Poster
in
Workshop: Regulatable ML: Towards Bridging the Gaps between Machine Learning Research and Regulations
PROSAC: Provably Safe Certification for Machine Learning Models under Adversarial Attacks
Ziquan Liu · zhuo zhi · Ilija Bogunovic · Carsten Gerner-Beuerle · Miguel Rodrigues
Abstract:
It is widely known that state-of-the-art machine learning models — including vision and language models — can be seriously compromised by adversarial perturbations, so it is also increasingly relevant to develop capability to certify their performance in the presence of the most effective adversarial attacks. Our paper offers a new approach to certify the performance of machine learning models in the presence of adversarial attacks, with population level risk guarantees.

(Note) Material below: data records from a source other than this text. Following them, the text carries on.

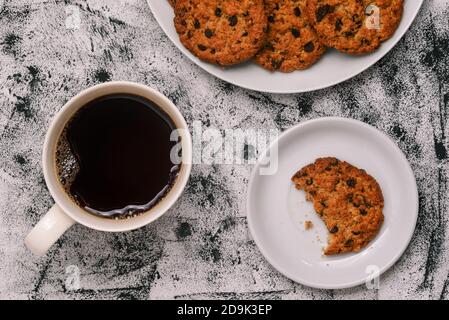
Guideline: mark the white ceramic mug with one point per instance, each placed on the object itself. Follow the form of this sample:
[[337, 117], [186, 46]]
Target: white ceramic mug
[[65, 213]]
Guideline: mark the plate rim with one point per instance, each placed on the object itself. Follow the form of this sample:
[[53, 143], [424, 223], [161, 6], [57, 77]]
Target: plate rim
[[390, 44], [346, 285]]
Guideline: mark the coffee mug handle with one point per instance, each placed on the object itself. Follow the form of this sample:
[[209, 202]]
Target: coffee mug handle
[[48, 230]]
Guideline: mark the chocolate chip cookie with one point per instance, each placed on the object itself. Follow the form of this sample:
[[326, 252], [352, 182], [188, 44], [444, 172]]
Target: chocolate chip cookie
[[347, 199], [292, 42], [223, 32], [355, 26]]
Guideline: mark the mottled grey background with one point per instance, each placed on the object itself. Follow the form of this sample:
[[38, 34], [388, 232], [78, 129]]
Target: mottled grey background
[[201, 249]]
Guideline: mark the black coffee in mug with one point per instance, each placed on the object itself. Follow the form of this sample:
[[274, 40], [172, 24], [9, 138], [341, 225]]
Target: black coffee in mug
[[114, 156]]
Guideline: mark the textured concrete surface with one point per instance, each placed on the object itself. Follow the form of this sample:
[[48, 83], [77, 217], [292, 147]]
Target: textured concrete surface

In particular, given a specific attack, we introduce the notion of a $(\alpha,\zeta)$ machine learning model safety guarantee: this guarantee, which is supported by a testing procedure based on the availability of a calibration set, entails one will only declare that a machine learning model adversarial (population) risk is less than $\alpha$ (i.e. the model is safe) given that the model adversarial (population) risk is higher than $\alpha$ (i.e. the model is in fact unsafe), with probability less than $\zeta$. We also propose Bayesian optimization algorithms to determine very efficiently whether or not a machine learning model is $(\alpha,\zeta)$-safe in the presence of an adversarial attack, along with their statistical guarantees. We apply our framework to a range of machine learning models — including various sizes of vision Transformer (ViT) and ResNet models — impaired by a variety of adversarial attacks such as AutoAttack, SquareAttack and natural evolution strategy attack, in order to illustrate the merit of our approach. Of particular relevance, we show that ViT's are generally more robust to adversarial attacks than ResNets and ViT-large is more robust than smaller models. Overall, our approach goes beyond existing empirical adversarial risk based certification guarantees, paving the way to more effective AI regulation based on rigorous (and provable) performance guarantees.